Mir ist natürlich bewusst, dass das nur eine Momentaufnahme ist, auch wenn es eine sehr schöne Momentaufnahme ist. Es kann im letzten Dutzend Spiele noch so viel passieren! Für die Löwen heißen die Gegner bis Saisonende Leipzig (Auswärts), HSV (Heimspiel), Lemgo-Lippe (A), Gummersbach (H), Füchse (A), THW (H), Melsungen (A), Magdeburg (H), Hannover (A), Erlangen (H), BHC (H) und Flensburg (A).

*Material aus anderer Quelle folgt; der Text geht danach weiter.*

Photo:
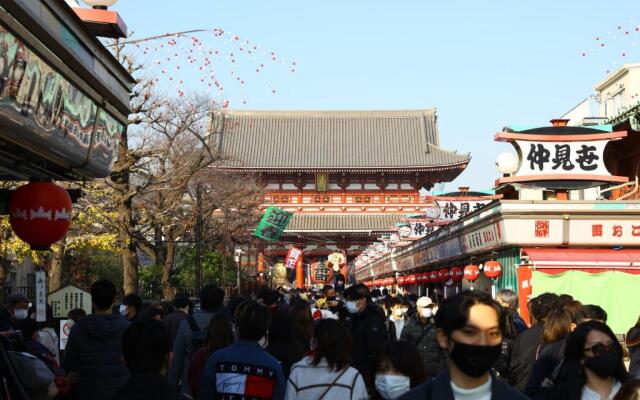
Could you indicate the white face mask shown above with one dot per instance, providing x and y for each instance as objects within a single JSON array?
[
  {"x": 20, "y": 313},
  {"x": 392, "y": 386},
  {"x": 352, "y": 307}
]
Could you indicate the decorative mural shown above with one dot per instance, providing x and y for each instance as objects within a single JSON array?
[{"x": 51, "y": 116}]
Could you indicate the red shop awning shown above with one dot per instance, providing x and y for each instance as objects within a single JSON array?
[{"x": 553, "y": 261}]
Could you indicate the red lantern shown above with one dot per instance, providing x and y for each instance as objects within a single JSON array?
[
  {"x": 457, "y": 273},
  {"x": 443, "y": 275},
  {"x": 40, "y": 213},
  {"x": 492, "y": 269},
  {"x": 471, "y": 272}
]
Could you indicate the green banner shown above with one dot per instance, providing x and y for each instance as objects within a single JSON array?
[
  {"x": 273, "y": 223},
  {"x": 616, "y": 292}
]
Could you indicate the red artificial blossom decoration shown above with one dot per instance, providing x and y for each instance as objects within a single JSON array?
[
  {"x": 472, "y": 272},
  {"x": 40, "y": 213}
]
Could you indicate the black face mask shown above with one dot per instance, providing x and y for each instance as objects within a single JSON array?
[
  {"x": 473, "y": 360},
  {"x": 604, "y": 365}
]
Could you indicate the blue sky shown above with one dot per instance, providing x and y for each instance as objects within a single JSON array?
[{"x": 483, "y": 65}]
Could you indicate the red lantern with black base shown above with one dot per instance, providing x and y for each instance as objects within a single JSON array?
[{"x": 40, "y": 213}]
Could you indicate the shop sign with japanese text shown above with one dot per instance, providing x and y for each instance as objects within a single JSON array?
[
  {"x": 481, "y": 239},
  {"x": 561, "y": 157}
]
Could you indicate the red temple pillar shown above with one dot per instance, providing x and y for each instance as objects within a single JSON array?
[{"x": 299, "y": 274}]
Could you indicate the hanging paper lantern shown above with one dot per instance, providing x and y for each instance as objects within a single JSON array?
[
  {"x": 443, "y": 275},
  {"x": 457, "y": 273},
  {"x": 471, "y": 272},
  {"x": 40, "y": 213},
  {"x": 492, "y": 269}
]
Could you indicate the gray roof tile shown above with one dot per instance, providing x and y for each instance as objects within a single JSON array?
[{"x": 332, "y": 140}]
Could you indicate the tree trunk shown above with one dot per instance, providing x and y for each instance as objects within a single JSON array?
[
  {"x": 168, "y": 291},
  {"x": 55, "y": 270}
]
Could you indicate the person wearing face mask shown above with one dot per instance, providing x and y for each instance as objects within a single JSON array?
[
  {"x": 399, "y": 369},
  {"x": 145, "y": 349},
  {"x": 245, "y": 369},
  {"x": 420, "y": 332},
  {"x": 469, "y": 330},
  {"x": 17, "y": 307},
  {"x": 593, "y": 366},
  {"x": 397, "y": 318},
  {"x": 367, "y": 328}
]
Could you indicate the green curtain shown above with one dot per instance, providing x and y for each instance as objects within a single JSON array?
[
  {"x": 510, "y": 259},
  {"x": 616, "y": 292}
]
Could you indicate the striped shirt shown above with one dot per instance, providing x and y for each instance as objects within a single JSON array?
[{"x": 309, "y": 382}]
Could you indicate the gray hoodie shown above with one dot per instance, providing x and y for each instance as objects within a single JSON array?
[{"x": 94, "y": 351}]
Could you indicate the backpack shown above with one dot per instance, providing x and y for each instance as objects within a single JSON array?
[{"x": 198, "y": 336}]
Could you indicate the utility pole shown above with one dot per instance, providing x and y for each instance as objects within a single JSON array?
[{"x": 198, "y": 237}]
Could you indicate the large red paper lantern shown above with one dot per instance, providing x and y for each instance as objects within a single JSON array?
[
  {"x": 492, "y": 269},
  {"x": 457, "y": 273},
  {"x": 40, "y": 213},
  {"x": 471, "y": 272},
  {"x": 443, "y": 275}
]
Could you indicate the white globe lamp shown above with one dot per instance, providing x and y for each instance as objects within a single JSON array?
[
  {"x": 507, "y": 163},
  {"x": 100, "y": 4}
]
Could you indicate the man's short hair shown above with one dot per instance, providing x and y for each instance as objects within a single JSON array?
[
  {"x": 357, "y": 292},
  {"x": 134, "y": 301},
  {"x": 543, "y": 304},
  {"x": 211, "y": 297},
  {"x": 453, "y": 313},
  {"x": 590, "y": 312},
  {"x": 182, "y": 301},
  {"x": 508, "y": 297},
  {"x": 145, "y": 346},
  {"x": 253, "y": 320},
  {"x": 103, "y": 294}
]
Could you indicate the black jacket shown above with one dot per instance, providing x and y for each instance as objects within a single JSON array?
[
  {"x": 524, "y": 355},
  {"x": 148, "y": 386},
  {"x": 439, "y": 388},
  {"x": 94, "y": 351},
  {"x": 423, "y": 337},
  {"x": 369, "y": 336}
]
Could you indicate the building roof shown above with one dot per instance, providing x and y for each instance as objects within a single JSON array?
[
  {"x": 342, "y": 223},
  {"x": 333, "y": 140}
]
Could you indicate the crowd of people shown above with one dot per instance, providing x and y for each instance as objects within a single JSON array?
[{"x": 324, "y": 344}]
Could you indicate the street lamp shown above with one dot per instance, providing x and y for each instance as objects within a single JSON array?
[{"x": 238, "y": 255}]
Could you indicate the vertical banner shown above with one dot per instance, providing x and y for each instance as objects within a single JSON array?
[
  {"x": 41, "y": 293},
  {"x": 293, "y": 256},
  {"x": 525, "y": 273}
]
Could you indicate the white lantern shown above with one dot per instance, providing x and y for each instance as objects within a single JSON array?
[
  {"x": 100, "y": 3},
  {"x": 507, "y": 163}
]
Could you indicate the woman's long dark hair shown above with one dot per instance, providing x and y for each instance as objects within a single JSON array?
[
  {"x": 572, "y": 371},
  {"x": 404, "y": 358},
  {"x": 333, "y": 343}
]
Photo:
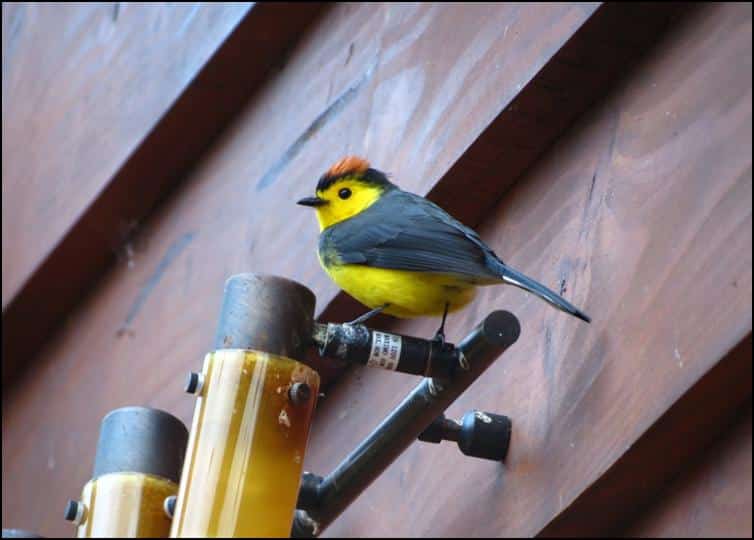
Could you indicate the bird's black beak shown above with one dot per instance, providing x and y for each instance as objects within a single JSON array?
[{"x": 312, "y": 201}]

Mehr als eine Momentaufnahme?
Sind die Löwen schon gut genug für die Meisterschaft? Ist die aktuelle Platzierung der Löwen mehr als nur eine Momentaufnahme? Ganz ehrlich: Wenn die Löwen verletzungsfrei bleiben und niemand in ein Leistungsloch fällt, dann ist wirklich alles möglich. Es muss aber unglaublich viel zusammen passen. Die Bank der Löwen ist dünner besetzt als die der anderen Top-Teams. Das könnte sich negativ auswirken, wenn es hart auf hart geht, wenn die Stammbesetzung müde wird und eigentlich Entlastung bräuchte. Von daher wird es sehr, sehr schwer, den Platz an der Sonne bis zum Ende des 34. Spieltages zu halten.
Wenn nicht, dann nicht
Der große Vorteil der Löwen: Wenn es nicht mit der Meisterschaft klappt, dann ist das nicht wirklich tragisch. Angesichts der desaströsen Saison 2021/22, angesichts der – zumindest von außen betrachtet – teilweise sehr negativen Entwicklung in verschiedenen Bereichen, wäre bereits die Qualifikation für die European League ein absoluter Hammer! Alles, was noch dazu kommt, egal, was, wäre überragend!
Wie auch immer die Saison enden wird: Die Dauerkarte für nächstes Jahr wird ganz sicher bestellt!